Turkey Denies U.S. Ceasefire Request as Delegation Travels to Ankara

Turkey denied U.S. requests for a ceasefire in northern Syria Wednesday, shortly before an American delegation is expected to arrive in Ankara.

Turkey shuts down requests of a ceasefire in northern Syria shortly before an American delegation is expected to travel overseas.

Turkish President made those remarks Wednesday saying, “They [the U.S.] say ‘declare a ceasefire.’ We could never declare a ceasefire.”

Erdogan was referring to a U.S. issued request for Turkish forces to declare a ceasefire in an attempt to mitigate the growing escalation in the region.

Meanwhile, an American delegation will travel to Turkey Wednesday, including Vice President Mike Pence and Secretary of State Mike Pompeo, to discuss the operation.

Despite confusion on whether or not Erdogan would meet with the U.S. officials, he has clarified he will speak with the delegation regarding the matter, but only with President Trump regarding a potential ceasefire.

Erdogan has made it clear he will not halt the offensive until Turkish forces are around 20 miles into Syria.

According to Fox News reports, Russian forces have also been deployed to area in an attempt to create a buffer zone between both Turkish and Kurdish fighters.

President Trump imposed sanctions on Turkey earlier this week and demanded Turkish forces halt the offensive targeting Kurdish forces.

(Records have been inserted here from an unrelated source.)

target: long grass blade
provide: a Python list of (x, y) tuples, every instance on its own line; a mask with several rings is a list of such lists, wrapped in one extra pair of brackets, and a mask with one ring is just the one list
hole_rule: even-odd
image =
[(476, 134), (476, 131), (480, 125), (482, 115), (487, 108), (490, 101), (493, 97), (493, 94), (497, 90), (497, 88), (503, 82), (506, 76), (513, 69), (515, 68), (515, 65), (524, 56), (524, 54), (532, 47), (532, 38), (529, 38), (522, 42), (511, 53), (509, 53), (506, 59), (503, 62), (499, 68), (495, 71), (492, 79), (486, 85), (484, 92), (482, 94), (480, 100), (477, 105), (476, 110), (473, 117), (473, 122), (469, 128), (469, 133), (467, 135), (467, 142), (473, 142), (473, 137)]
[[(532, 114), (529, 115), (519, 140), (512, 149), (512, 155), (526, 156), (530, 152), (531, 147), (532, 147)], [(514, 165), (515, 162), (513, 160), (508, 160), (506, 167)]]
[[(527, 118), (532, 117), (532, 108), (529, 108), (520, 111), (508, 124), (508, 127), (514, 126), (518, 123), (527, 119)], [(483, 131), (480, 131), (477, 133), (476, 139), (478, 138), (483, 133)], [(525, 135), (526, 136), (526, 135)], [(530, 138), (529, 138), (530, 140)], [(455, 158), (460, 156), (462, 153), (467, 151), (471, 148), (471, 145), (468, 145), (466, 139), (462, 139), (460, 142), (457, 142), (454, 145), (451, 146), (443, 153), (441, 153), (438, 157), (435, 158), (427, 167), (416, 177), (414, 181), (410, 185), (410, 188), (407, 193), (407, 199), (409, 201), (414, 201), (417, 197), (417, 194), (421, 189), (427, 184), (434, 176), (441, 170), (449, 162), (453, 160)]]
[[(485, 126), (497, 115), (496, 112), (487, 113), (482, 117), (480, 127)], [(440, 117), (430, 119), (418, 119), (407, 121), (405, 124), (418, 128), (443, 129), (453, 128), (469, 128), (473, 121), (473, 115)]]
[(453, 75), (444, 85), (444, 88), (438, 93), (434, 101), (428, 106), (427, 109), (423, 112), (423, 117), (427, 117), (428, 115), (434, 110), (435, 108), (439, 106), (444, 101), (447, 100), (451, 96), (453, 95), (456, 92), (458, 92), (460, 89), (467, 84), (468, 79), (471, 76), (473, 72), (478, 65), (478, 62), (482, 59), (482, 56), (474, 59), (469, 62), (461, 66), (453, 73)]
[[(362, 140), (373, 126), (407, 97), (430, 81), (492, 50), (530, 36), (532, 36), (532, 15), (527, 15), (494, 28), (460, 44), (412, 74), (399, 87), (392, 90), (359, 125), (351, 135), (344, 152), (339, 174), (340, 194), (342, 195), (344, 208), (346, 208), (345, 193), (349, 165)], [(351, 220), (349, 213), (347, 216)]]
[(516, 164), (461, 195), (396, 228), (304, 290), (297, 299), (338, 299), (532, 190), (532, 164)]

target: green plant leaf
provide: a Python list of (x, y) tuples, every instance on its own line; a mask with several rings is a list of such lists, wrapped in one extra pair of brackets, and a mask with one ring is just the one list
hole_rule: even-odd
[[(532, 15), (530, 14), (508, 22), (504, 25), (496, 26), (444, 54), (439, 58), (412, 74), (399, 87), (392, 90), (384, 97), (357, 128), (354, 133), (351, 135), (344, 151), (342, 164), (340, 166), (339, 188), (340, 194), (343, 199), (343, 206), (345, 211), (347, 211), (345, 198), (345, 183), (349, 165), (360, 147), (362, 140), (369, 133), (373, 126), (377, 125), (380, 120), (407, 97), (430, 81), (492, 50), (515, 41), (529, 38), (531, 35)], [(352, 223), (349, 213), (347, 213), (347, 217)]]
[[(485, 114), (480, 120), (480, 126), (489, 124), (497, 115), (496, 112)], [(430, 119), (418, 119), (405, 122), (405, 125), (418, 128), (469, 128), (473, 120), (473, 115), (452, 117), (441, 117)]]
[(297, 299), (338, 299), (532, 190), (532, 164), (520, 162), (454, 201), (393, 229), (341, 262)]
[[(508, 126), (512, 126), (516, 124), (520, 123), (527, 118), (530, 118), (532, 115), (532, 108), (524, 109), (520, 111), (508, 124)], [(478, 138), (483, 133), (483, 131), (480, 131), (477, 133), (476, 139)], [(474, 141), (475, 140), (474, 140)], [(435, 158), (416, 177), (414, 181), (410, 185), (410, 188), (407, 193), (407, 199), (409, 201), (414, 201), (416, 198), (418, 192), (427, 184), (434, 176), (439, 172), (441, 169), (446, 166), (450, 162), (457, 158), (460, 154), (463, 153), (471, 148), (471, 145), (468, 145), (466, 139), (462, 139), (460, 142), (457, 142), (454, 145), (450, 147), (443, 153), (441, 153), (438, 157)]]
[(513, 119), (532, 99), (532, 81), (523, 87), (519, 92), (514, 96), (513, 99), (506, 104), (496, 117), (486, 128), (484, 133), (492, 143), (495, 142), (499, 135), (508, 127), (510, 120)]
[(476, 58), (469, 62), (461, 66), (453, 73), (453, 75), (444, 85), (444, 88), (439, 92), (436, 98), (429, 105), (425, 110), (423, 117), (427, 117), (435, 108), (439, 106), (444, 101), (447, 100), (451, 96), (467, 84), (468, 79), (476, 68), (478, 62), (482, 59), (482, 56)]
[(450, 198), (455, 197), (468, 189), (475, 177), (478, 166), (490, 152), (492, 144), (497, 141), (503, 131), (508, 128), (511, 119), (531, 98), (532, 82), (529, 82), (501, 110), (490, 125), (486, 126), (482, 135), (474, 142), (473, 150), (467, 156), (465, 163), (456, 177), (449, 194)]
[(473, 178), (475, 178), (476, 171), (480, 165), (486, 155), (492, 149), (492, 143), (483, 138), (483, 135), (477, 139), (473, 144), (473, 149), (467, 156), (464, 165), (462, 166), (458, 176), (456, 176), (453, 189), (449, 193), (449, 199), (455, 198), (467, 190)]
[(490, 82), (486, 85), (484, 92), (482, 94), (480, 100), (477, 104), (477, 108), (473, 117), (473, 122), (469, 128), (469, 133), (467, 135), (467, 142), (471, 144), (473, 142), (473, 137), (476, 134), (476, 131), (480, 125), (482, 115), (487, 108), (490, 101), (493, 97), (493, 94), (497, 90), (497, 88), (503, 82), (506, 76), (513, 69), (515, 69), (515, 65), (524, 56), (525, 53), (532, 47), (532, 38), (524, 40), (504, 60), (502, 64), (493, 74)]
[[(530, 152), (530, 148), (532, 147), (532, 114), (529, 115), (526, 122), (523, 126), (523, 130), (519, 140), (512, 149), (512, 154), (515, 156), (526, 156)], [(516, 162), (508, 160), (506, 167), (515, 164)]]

The president signed the executive order Monday authorizing the sanctions, canceled trade talks involving a $100 billion trade deal, and also spiked steel tariffs back up to 50%. 

The sanctions will target a series of Turkish officials and institutions for the nation’s escalating aggression with Kurdish forces along the Turkish-Syrian border. 

The executive order also involves the blocking of property and prohibits certain individuals from entering the United States. 

President Trump has made it clear he is prepared to economically destroy Turkey through unprecedented sanctions if it does not cease the ongoing operation. 

Kurdish forces in northern Syria announced over the weekend they had reached a deal with President Bashar al-Assad’s government in an attempt to mitigate the threat.

The deal was announced late Sunday, and reportedly permits Assad’s government forces to deploy to Kurdish territory to halt the Turkish forces. 

According to the Syrian Observatory for Human Rights and other officials, at least nine people had died over the weekend amid Turkish airstrikes in the region. 

This comes just days after President Trump announced he would withdraw U.S. forces from the region as he continues his campaign to end the nation’s “endless wars.”

The announcement was last week with a press release saying, “Turkey will soon be moving forward with its long-planned operation into Northern Syria. The United States Armed Forces will not support or be involved in the operation, and United States forces, having defeated the ISIS territorial “Caliphate,” will no longer be in the immediate area.”

The press release went on to clarify many of the captured ISIS fighters came from Europe, but the nations they came from including France and Germany, refuse to take them for trials. 

In response, the United States has made it clear it will not hold them at the expense of American taxpayers, and from this point forward, Turkey will be responsible for handling it.